Cuando se tumbó para echarse una siesta la tarde del 22 de diciembre, Fransesca no imaginó lo mucho que iba a cambiar su vida.
Soñó con cosas bonitas: era pequeña y estaba en un orfanato, luego cumplía la mayoría de edad y se iba de allí, para vivir sola, a su aire, recorriendo el mundo cargada con una mochila medio vacía.

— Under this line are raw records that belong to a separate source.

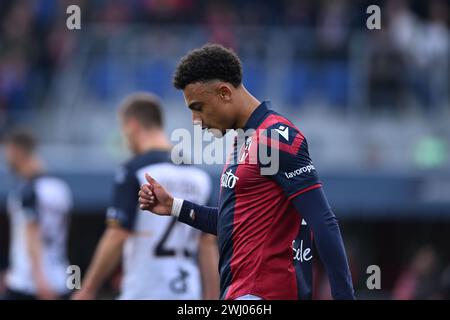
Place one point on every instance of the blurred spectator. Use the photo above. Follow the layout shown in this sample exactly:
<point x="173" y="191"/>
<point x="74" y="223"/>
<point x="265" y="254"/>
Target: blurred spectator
<point x="420" y="279"/>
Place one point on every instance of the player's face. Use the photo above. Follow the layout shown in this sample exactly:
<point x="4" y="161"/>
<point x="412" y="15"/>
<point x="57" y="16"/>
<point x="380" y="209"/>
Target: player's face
<point x="211" y="105"/>
<point x="13" y="154"/>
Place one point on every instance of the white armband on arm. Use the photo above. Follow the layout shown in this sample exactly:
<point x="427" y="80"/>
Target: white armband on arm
<point x="176" y="207"/>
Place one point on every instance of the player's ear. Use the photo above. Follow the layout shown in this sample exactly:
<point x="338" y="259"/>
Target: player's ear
<point x="224" y="91"/>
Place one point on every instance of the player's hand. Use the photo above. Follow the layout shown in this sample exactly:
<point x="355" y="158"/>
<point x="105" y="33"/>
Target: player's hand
<point x="155" y="198"/>
<point x="83" y="295"/>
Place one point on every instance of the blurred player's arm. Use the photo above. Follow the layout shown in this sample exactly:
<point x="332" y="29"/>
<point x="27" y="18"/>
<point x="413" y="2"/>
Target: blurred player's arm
<point x="155" y="198"/>
<point x="34" y="246"/>
<point x="106" y="259"/>
<point x="208" y="256"/>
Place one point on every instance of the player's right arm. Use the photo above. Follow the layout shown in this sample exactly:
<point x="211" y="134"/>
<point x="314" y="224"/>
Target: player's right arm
<point x="155" y="198"/>
<point x="120" y="219"/>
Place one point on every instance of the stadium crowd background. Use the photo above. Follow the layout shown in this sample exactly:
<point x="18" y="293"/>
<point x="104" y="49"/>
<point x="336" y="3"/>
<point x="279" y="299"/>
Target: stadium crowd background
<point x="374" y="105"/>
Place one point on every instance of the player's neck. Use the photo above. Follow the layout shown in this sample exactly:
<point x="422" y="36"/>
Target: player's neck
<point x="154" y="141"/>
<point x="248" y="105"/>
<point x="30" y="168"/>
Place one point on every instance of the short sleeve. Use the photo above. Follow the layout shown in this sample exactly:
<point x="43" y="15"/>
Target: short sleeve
<point x="294" y="170"/>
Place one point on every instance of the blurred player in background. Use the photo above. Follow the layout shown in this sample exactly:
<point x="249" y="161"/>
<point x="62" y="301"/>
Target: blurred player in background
<point x="38" y="207"/>
<point x="159" y="255"/>
<point x="259" y="215"/>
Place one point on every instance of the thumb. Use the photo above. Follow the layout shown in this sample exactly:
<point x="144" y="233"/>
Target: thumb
<point x="150" y="180"/>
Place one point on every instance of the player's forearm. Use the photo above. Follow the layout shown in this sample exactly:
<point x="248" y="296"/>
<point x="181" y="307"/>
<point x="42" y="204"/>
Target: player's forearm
<point x="200" y="217"/>
<point x="33" y="237"/>
<point x="106" y="259"/>
<point x="208" y="261"/>
<point x="315" y="209"/>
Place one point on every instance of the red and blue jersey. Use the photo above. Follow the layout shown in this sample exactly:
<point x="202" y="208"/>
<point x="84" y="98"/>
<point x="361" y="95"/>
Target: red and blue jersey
<point x="260" y="232"/>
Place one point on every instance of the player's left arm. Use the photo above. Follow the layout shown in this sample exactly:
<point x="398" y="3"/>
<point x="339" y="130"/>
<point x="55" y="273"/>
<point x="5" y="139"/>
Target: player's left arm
<point x="298" y="178"/>
<point x="33" y="237"/>
<point x="208" y="258"/>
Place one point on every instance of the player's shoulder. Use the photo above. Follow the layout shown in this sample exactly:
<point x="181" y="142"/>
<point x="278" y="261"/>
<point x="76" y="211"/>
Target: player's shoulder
<point x="280" y="128"/>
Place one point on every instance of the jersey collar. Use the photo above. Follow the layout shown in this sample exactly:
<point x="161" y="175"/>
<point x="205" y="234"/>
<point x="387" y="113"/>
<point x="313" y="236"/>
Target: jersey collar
<point x="258" y="115"/>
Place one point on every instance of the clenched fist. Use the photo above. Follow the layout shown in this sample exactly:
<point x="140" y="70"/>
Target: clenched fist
<point x="155" y="198"/>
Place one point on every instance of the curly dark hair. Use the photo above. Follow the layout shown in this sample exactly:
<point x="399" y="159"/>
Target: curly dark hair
<point x="210" y="62"/>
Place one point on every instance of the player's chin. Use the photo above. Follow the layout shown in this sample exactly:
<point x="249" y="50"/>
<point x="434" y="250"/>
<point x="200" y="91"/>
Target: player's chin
<point x="217" y="133"/>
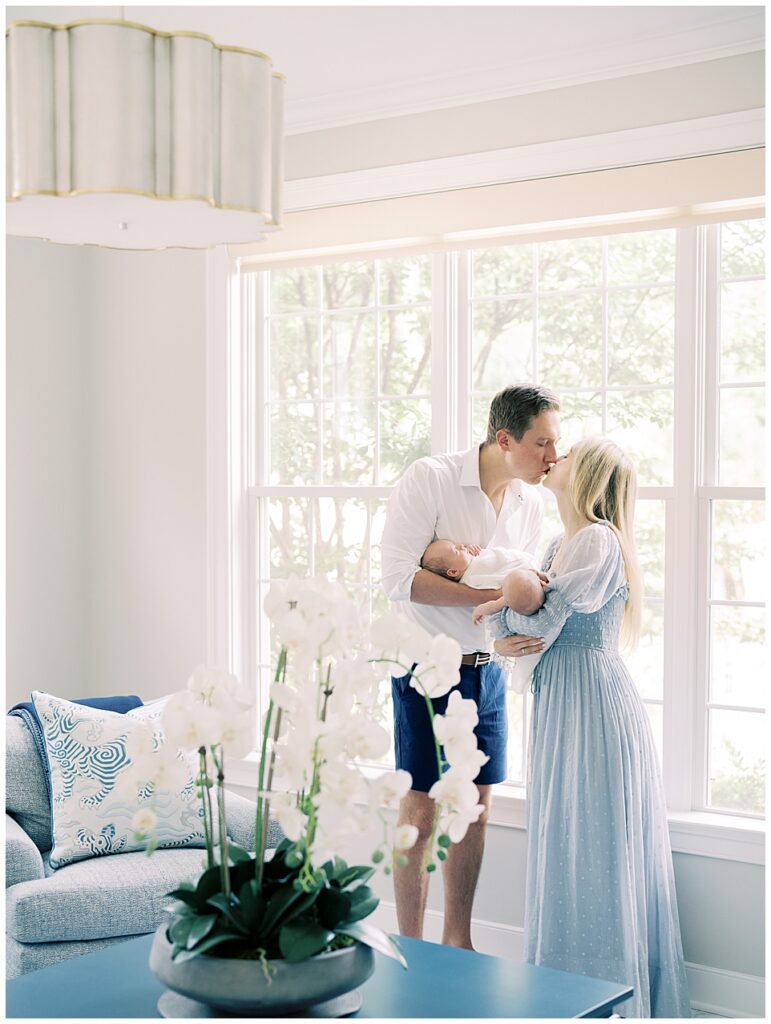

Un ruido la despertó. Sonó como si alguien se hubiera materializado en su dormitorio, sin calcular bien el pliegue espacio-sensorial y se hubiera tropezado con la librería, tirando todos los libros y los funkos de las Chicas de oro al suelo. Fransesca abrió los ojos y, en el suelo de su dormitorio, había una figura alta —o lo habría sido si se la hubiera encontrado de pie—. Estaba tumbada, con un montón de libros encima y el funko de Rose Nylun a sus pies. Era una figura vestida completamente de negro con una capucha que ocultaba su rostro a pesar de estar panzarriba.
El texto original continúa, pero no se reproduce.